Does charge get distributed according to ratio of capacitance in a parallel system?

Question

I was doing a question in which I was able to find the charges on each capacitor in parallel by assuming that the total charge would get distributed amongst each capacitor according to their capacitance. I want to know if this assumption is true, or if I just happened to get the right answer using the wrong method. The 'wrong method' that I am referring to is as follows:

The total charge in the system would be Q t= C equivalent x Voltage of battery.

Charge on the first capacitor in parallel would be Q1= Q t x C1/(C1+C2)

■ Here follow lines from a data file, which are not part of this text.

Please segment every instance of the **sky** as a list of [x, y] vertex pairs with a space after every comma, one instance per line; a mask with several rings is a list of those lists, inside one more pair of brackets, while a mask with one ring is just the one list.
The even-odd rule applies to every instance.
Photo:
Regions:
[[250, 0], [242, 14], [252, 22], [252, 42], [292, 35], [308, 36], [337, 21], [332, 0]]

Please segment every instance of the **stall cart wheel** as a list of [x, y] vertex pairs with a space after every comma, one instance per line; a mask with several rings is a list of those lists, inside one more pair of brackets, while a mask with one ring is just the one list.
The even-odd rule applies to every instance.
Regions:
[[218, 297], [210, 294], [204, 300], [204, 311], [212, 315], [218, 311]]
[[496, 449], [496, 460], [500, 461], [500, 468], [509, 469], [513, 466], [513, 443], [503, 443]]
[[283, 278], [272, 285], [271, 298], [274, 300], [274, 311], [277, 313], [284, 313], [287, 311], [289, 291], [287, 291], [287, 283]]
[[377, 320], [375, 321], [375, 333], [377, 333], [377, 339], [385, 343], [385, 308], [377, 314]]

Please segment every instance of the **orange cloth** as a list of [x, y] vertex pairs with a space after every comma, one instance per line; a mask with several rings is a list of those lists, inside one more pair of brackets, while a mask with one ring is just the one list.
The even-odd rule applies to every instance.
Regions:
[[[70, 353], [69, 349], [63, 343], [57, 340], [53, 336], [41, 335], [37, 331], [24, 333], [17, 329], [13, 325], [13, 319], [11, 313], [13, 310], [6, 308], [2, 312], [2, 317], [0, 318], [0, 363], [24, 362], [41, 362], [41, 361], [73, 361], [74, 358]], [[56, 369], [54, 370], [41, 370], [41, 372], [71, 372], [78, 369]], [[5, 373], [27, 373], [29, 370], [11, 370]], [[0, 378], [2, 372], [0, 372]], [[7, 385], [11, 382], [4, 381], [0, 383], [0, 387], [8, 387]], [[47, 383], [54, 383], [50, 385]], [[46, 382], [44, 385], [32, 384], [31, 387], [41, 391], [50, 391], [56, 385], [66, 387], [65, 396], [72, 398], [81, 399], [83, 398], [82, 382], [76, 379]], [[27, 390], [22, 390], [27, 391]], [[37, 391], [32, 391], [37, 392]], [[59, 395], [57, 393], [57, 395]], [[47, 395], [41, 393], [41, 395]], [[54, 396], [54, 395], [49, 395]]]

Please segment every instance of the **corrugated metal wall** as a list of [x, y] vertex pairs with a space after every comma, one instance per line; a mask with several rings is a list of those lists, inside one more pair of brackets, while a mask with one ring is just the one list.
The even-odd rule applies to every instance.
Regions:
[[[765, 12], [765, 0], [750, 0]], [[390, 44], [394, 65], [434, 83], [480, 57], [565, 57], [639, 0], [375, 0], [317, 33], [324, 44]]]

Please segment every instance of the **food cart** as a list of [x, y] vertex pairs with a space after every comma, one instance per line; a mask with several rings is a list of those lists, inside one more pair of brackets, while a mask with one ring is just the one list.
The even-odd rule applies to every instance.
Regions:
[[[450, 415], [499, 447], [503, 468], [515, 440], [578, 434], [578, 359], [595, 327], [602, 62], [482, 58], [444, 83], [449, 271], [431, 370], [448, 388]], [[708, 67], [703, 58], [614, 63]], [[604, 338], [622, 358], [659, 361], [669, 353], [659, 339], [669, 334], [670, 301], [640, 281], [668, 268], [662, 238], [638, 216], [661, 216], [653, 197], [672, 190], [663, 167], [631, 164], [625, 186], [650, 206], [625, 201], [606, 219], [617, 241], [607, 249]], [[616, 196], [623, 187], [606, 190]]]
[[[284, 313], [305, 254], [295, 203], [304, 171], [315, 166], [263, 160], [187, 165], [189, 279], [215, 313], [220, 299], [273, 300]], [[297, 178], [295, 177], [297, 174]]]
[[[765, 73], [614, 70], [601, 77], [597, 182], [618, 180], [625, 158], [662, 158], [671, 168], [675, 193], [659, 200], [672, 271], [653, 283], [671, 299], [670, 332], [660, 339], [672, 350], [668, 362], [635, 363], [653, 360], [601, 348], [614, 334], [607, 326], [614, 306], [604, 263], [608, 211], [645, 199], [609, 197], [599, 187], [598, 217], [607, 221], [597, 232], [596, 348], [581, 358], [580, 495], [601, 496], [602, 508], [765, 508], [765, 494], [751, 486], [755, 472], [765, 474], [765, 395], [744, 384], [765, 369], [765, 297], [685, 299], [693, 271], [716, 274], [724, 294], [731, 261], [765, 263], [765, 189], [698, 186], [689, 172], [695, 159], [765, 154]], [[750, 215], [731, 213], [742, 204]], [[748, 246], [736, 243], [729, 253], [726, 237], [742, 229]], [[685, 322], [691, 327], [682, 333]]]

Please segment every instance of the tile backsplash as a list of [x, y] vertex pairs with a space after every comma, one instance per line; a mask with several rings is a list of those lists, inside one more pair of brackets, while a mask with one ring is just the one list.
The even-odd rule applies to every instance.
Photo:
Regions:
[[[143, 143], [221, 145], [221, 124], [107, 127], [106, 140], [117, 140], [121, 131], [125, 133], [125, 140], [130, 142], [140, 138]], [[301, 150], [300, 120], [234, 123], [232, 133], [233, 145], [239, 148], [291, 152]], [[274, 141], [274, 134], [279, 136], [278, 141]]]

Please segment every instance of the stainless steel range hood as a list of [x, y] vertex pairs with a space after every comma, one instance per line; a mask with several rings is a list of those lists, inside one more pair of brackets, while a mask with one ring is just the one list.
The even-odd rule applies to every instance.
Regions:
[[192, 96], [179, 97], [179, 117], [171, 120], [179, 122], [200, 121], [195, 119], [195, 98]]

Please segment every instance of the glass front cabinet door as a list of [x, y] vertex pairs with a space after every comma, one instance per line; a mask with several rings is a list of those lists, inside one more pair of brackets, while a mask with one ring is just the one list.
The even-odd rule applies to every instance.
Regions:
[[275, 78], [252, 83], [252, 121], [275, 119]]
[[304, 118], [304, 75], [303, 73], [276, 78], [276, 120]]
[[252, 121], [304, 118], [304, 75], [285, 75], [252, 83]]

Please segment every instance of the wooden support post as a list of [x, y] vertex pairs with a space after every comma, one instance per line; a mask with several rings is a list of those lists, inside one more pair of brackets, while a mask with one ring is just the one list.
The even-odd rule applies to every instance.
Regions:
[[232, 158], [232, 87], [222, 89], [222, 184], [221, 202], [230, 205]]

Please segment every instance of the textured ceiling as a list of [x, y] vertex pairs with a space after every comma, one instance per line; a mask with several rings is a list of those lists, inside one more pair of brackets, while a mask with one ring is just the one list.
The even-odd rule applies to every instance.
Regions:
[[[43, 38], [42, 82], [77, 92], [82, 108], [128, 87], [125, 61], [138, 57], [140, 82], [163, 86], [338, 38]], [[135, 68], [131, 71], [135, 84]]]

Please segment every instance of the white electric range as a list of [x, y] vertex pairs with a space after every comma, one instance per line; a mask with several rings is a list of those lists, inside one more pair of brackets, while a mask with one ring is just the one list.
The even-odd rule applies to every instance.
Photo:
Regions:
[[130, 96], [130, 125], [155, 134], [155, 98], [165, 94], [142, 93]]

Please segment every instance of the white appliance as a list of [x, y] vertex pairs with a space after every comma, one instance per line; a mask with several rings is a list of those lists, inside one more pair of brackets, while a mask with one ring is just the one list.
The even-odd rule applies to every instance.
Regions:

Similarly for capacitor 2, charge would be = Qt x C2/(C1+C2)

In this way the total charge Q1 +Q2 = Qt but I'm not sure if this logic is applicable to capacitor systems.

Answer 1

You happened to get the correct answer because that is what the definition of equivalent capacitance happens to be. Your thought process would be useless in the face of more complicated scenarios. It is easier to just learn it properly.

For the case of capacitors in parallel, each capacitor have one side connected together, and the other side also connected together, just different from the first junction. This way, it is necessary, for the uniqueness of voltages, to get the same voltage difference. Since each capacitor gets the same voltage, then you can find the individual charges by $Q_i=C_i V$, sum the charges, and thus derive what is the equivalent capacitance is.

If the capacitors are connected in series, then shifting any charge off one capacitor, will be forced onto the next capacitor. Then it is $Q = C_i V_i$, and then you can figure out that total voltage difference. That way, you can figure out the equivalent capacitance.

Here, you guessed the correct physical result (same voltage difference) and also guessed to use the correct equivalent capacitance, and that necessarily gives the correct result, even if just for the wrong reasoning.